Штабная машина, как я догадался, это стоящий неподалеку второй бронеавтомобиль с черными, полностью тонированными стеклами. Два бронеавтомобиля вместе так и стояли здесь, когда мой взвод вышел из Резервации в Полосу Отчуждения. Тогда еще рядом стояло несколько «автозаков» для перевозки пленных бандитов, которых мы ранеными вынесли на самодельных носилках. Здесь же ждала машина «Скорой помощи», чтобы этим раненым оказать квалифицированную первую помощь.
К сожалению, я и мои бойцы хорошо обучены раны наносить, но плохо обучены их залечивать и вообще облегчать страдания раненым. Я сам, например, помню, когда получил касательное ранение осколком в бедро, сам себе швы наложил, прикрыл ватным тампоном, потом перемотал бинтом поверх штанины и посчитал, что этого достаточно для продолжения боя. Врач потом удивлялся, как я сам себе тогда бедренную артерию не порвал. Швы были наложены вплотную к артерии. Не зная достаточно анатомию, сунулся в хирургическую практику, как в реку, не зная брода. Что-то похожее мы могли бы натворить и сейчас, желая стать милосердными. И потому я милосердие взводу запретил.
И еще тогда, когда мы прибыли к этим двум бронемашинам «Тигр», в нашу сторону направлялось два автобуса. Один, как я понял, для четверых летчиков, один для моего взвода – разделение неравномерное, но играла роль армейская субординация. И мои бойцы, и летчики, и бандиты вскоре должны были встретиться в Карантине. Но автобус с солдатами, как я видел, так до сих пор и не уехал. Возможно, водителю, как и мне, потребовался сон перед дорогой.
– А что, мой взвод отправлять не думают? – поинтересовался я у майора Медведя.
В ответ он пробормотал что-то невнятное. Как я понял, солдаты пожелали дождаться моего пробуждения, не захотели оставлять меня здесь одного, хотели, чтобы я дал им конкретное приказание.
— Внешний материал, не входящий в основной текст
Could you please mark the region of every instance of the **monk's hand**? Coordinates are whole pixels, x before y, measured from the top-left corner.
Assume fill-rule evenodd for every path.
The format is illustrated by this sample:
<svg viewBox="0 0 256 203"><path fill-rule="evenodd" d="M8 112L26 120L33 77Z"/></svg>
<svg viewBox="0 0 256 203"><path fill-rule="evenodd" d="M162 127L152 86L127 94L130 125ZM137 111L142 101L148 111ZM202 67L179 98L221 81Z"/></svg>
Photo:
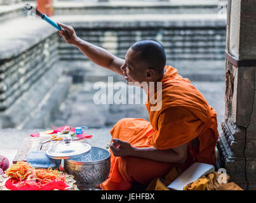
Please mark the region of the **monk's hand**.
<svg viewBox="0 0 256 203"><path fill-rule="evenodd" d="M65 30L61 29L58 31L58 34L64 39L67 43L76 45L79 41L79 38L76 36L74 28L71 25L60 23L57 23L57 24L65 29Z"/></svg>
<svg viewBox="0 0 256 203"><path fill-rule="evenodd" d="M112 139L109 147L115 157L125 157L132 155L133 147L128 142L119 139Z"/></svg>

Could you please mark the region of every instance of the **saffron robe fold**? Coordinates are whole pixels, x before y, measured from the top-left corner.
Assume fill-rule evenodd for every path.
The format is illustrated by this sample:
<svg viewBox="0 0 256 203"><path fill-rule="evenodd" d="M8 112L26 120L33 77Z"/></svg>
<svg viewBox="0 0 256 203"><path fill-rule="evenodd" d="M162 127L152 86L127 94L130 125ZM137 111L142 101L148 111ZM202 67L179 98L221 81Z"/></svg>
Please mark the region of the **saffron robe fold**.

Я так и не понял, они что, не пожелали слушать приказания командующего спецназом ГРУ, или полковник Мочилов сам разрешил им на время моего сна задержаться?
Штабной бронеавтомобиль внешне был новее второго, в котором я спал, не был забрызган грязью, торжественно блестел черным лаком и зеркальными стеклами, в которые я попробовал заглянуть. Но увидел только свое отвратительно седое и небритое отражение. Еще более седое, видимо, чем в действительности, из-за черноты тонировки стекла.
А внутри штабной «Тигр» показался мне более просторным, чем снаружи. Хотя внешне ничем, кроме номера и чистоты боков, от своего собрата не отличался. Внутри не оказалось заднего ряда сидений. А достаточно большой багажник стал частью салона, в котором только на боковых стенах и дверцах были видны небольшие откидные сиденья, а посреди салона стоял стол с компьютером и радиотелефоном и лежали развернутые карты, над которыми склонился какой-то немолодой капитан с недобрым колючим взглядом.
Сам командующий сидел с торца стола на сиденье, вмонтированном в заднюю дверцу, откинувшись назад и прислонившись затылком к стеклу. Выглядел полковник усталым, словно только что вернулся из Резервации, куда ходил в составе моего взвода, бегал вместе с нами через хребты и три ночи подряд не спал. Глаза командующего были полузакрыты, дышал он ровно, как дышат спящие дети. Но не храпел. Храп для спецназовца – опасность выдать себя в засаде. И потому храпунов у нас не держат даже на штабных и командных должностях. Чтобы дурной пример не подавали.
Я посмотрел на капитана, ожидая, что тот хотя бы кивком головы попросит дать командующему вздремнуть и своим недобрым взглядом выставит меня из машины. Может быть, капитан так и поступил бы, если бы полковник Мочилов не открыл глаза и не спросил меня ясным, совсем не сонным голосом:
– Выспался, Троица?
– Так точно, товарищ командующий. Выспался…
– И отлично. Я вот тоже, хотя не спал всего одну ночь, вздремнуть себе позволил. Возраст свое берет. Пора, видимо, на пенсию.
Я промолчал. Возраста командующего я не знал, хотя выглядел он вполне спортивно и подтянуто. А говорить подобающие случаю комплименты я не обучен.
– Заходи в машину, присаживайся…
Я вошел в салон, сел на откидное сиденье напротив капитана, держась прямо и всем своим видом показывая полное внимание. Командующий немного повеселел. И даже спросил с легкой усмешкой:
– Как ты умудрился настолько не угодить Академии наук, что они готовы тебя выдвинуть на Нобелевскую премию?
– Чем я им так не угодил, товарищ полковник? – удивился я, не собираясь, впрочем, от Нобелевской премии отказываться.